Cybersecurity Turns to AI Amid Generative AI Threat Surge: EY

The integration of AI into cybersecurity operations is no longer optional but a strategic necessity, writes EY in a new report. The company indicates that corporations are implementing these technologies to automate defense and optimize incident response. However, this rapid business adoption of Generative AI simultaneously introduces significant new vulnerabilities into the corporate ecosystem.

The fundamental reason behind this technological shift is the inability to manage the volume and sophistication of current threats using traditional methods. The financial system, for example, faces a number of security events that exceeds human capacity.

"We would not be able to manage that volume without ML and AI," says Gajan Ananthapavan, Global Head of Security Operations, Intelligence, and Influence, Australia and New Zealand Banking Group Limited (ANZ Bank). According to the EY report, this scenario highlights the growing reliance on intelligent automation to maintain operational resilience. The automation of about 30% of incident response at the bank, driven by machine learning and AI, provides a concrete and measurable use case.

The cybersecurity environment is characterized by a persistent shortage of specialized talent and a constantly expanding attack surface. In this scenario, efficiency becomes the primary performance indicator.

The EY report identifies a group of organizations it calls "Security Creators," which are distinguished by their mature cybersecurity functions. These entities demonstrate superior technological adoption: 62% of them already use or are in the final stages of implementing AI and machine learning, compared to 45% of other organizations.

This adoption gap translates into disparate operational results. The report says that "Security Creators" achieve cyber incident detection and response times that are over 50% faster than their peers. Proactive AI integration not only optimizes defense but also redefines the resource model, allowing these corporations to anticipate threats with less reliance on personnel and more efficient capital allocation.

AI is solidifying its role as the technological cornerstone of cybersecurity research and development. Data from the EY report shows it has been part of 59% of all cybersecurity patents since 2017.
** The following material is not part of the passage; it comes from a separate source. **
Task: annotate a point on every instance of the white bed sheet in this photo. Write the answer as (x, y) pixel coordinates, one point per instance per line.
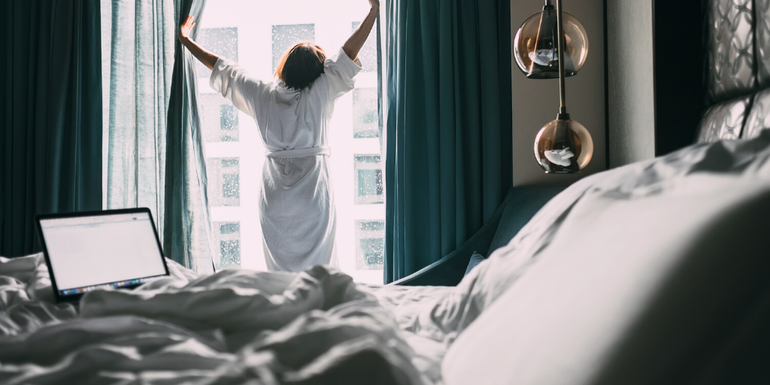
(229, 327)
Report Details and Projections

The implementation of AI in cybersecurity processes primarily covers incident detection, response and recovery. The quantitative benefits are significant. A CISO from a large asset management corporation in North America reported a reduction of at least 50% in the mean time to detect and respond. In terms of workdays, the "Security Creators" saved an average of more than 150 days in the full data breach management cycle.

Preliminary analysis from EY points to efficiency gains from using AI in cyber defense that can range from 15% to 40%. This frees up critical resources that can be reallocated to strategic initiatives.

However, this transition is not without challenges. The primary warning for security leaders is the need to prepare existing infrastructure before scaling AI implementation. The report urges corporations to transform their technology stack before adopting automation and Generative AI. The consolidation of legacy infrastructures and the reduction of complexity are therefore essential prerequisites to maximize the return on AI investment.

Simultaneously, the rise of Generative AI in business functions creates a new risk vector. While cybersecurity teams focus on using AI for defense, the rest of the organization adopts Generative AI tools without adequate safeguards. This generates vulnerabilities that many security functions are not yet prepared to mitigate and positions the CISO in a crucial role: to evolve from a technological gatekeeper to a strategic enabler of digital transformation.

Going forward, CISOs are expected to take on the responsibility of guiding other business areas in integrating cybersecurity controls within their own AI models. In doing so, they not only protect the corporation but also enable a broader and more secure adoption of technology, generating value across the entire enterprise.